The problem with this argument (Pascal's Wager) is that it assumes knowledge of the characteristics of God. There are an infinite number of possibilities, with no reason to choose one over another. For any one possibility of what the characteristics of any god(s) are, there is a corresponding possibility in which the consequences of belief are exactly equal and opposite. Therefore any action or decision or belief is as likely to cause infinite suffering as it is to cause infinite pleasure. There's no way to know. All such possibilities cancel out.

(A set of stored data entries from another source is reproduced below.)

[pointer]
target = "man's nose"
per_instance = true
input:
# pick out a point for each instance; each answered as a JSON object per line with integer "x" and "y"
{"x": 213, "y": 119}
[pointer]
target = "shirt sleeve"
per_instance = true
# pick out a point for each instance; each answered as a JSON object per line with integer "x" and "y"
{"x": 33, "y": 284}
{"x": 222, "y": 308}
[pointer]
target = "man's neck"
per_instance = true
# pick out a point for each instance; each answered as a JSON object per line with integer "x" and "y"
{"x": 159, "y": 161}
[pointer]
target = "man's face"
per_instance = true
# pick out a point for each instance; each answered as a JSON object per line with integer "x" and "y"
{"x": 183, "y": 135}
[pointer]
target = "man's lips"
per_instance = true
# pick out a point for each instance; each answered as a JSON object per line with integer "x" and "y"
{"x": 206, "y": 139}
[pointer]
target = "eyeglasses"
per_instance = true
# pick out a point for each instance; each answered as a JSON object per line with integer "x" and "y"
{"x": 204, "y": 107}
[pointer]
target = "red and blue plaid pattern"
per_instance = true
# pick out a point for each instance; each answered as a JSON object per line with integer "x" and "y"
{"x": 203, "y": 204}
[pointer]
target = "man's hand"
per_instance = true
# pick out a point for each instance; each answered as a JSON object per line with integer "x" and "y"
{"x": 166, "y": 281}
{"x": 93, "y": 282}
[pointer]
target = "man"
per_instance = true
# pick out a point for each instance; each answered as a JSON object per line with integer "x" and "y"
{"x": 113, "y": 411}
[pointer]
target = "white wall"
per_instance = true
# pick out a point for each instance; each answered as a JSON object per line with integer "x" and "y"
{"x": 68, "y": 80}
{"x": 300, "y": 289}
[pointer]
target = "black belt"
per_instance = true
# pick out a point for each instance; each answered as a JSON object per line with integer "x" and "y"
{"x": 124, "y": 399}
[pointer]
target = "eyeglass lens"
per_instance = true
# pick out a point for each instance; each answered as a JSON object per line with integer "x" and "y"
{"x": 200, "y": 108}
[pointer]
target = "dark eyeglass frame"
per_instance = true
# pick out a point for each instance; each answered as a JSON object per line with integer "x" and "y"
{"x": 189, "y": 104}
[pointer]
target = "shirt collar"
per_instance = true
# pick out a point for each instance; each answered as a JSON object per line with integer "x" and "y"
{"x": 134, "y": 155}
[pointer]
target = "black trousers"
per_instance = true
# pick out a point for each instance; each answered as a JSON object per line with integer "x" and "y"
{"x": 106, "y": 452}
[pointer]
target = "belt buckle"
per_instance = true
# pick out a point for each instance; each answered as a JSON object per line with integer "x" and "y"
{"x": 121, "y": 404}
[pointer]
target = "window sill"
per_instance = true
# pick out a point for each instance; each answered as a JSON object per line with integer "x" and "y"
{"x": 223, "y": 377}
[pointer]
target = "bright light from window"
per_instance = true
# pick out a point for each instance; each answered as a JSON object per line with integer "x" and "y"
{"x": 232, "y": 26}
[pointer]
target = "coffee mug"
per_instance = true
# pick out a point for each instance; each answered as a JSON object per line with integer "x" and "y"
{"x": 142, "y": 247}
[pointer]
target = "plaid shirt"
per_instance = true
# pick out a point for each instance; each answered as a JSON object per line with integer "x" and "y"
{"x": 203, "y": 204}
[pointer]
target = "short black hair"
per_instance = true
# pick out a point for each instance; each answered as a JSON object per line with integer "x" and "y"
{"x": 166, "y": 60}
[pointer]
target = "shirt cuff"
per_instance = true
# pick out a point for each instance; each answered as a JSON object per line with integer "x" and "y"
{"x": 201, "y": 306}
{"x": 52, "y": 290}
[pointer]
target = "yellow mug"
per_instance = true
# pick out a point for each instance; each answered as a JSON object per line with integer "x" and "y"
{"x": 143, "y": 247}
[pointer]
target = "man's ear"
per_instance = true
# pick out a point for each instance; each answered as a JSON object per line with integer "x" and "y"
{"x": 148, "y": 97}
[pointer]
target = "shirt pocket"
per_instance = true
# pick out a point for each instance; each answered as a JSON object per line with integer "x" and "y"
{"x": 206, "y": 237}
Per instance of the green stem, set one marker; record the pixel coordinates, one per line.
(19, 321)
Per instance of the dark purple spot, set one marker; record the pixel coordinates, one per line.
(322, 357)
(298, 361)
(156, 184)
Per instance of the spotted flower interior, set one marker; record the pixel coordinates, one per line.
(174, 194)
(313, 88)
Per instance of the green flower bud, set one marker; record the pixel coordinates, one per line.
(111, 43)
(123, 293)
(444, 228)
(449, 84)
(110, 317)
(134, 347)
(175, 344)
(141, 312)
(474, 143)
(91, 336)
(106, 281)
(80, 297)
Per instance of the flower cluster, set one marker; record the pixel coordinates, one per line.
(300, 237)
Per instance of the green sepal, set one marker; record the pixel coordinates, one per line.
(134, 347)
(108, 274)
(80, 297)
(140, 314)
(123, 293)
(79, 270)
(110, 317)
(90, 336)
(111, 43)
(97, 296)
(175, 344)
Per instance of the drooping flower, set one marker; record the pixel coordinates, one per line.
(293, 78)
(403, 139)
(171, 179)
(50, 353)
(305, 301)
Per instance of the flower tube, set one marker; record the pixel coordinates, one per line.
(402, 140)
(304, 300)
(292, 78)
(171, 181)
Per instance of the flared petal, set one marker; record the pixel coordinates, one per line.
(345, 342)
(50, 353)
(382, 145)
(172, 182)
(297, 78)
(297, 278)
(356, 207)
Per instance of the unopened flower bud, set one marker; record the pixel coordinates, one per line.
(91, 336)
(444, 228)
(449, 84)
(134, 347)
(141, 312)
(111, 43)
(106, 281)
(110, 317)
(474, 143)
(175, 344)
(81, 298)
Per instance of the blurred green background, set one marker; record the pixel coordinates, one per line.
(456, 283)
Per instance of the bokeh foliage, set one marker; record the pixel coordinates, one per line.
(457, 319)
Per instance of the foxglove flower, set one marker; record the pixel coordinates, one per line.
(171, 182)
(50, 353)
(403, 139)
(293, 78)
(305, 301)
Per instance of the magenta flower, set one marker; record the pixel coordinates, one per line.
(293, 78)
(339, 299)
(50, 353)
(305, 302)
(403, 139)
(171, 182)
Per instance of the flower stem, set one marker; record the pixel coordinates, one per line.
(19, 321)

Now this actually is not an argument about how the number of gods is most likely zero; it is an argument that there is no possible way to know how to interact with however many gods exist in order to maximize the reward and minimize the penalties. You might as well ignore the possibility that there are gods as there's no way to determine how one should act even if there are gods with respect to those gods.
Originally posted by AThousandYoungI don't believe this is accurate. Pascal's wager doesn't assert that God, if he exists, has any characteristics or associated consequences of believing in him.
The problem with this argument (Pascal's Wager) is that it assumes knowledge of the characteristics of God.
Pascal's wager simply defines a particular hypothetical God with some particular hypothetical characteristics and associated consequences of belief. It is only with respect to this man-made, man-defined God that the wager has any meaning.
That inaccuary pointed out, the counter-argument you present is a good one. I would present it this way:
1. Determine the optimal solution to Pascal's wager for the man-defined Christian God.
2. Define a new God belief in whom results in eternal torment and disbelief in whom results in eternal paradise.
3. By the same solution procedure as (1), we can show that (2) must have the opposite optimal solution.
4. Define a new "wager" in the same vein, in which one must decide to believe in one or the other, or neither.
5. The game theoretical solution to (4) is that it's a push between the two hypothetical Gods no matter what you do. All decisions have an expected value of 0.
6. Conclude from all of this that if you believe that the solution to Pascal's wager holds for the Biblical God, then you must also believe that you can't expect to really gain anything by doing so in light of (3) and (5), by virtue of having chosen the wrong God to define. But this is a contradiction, so it must be the case that Pascal's wager has a fundamental flaw.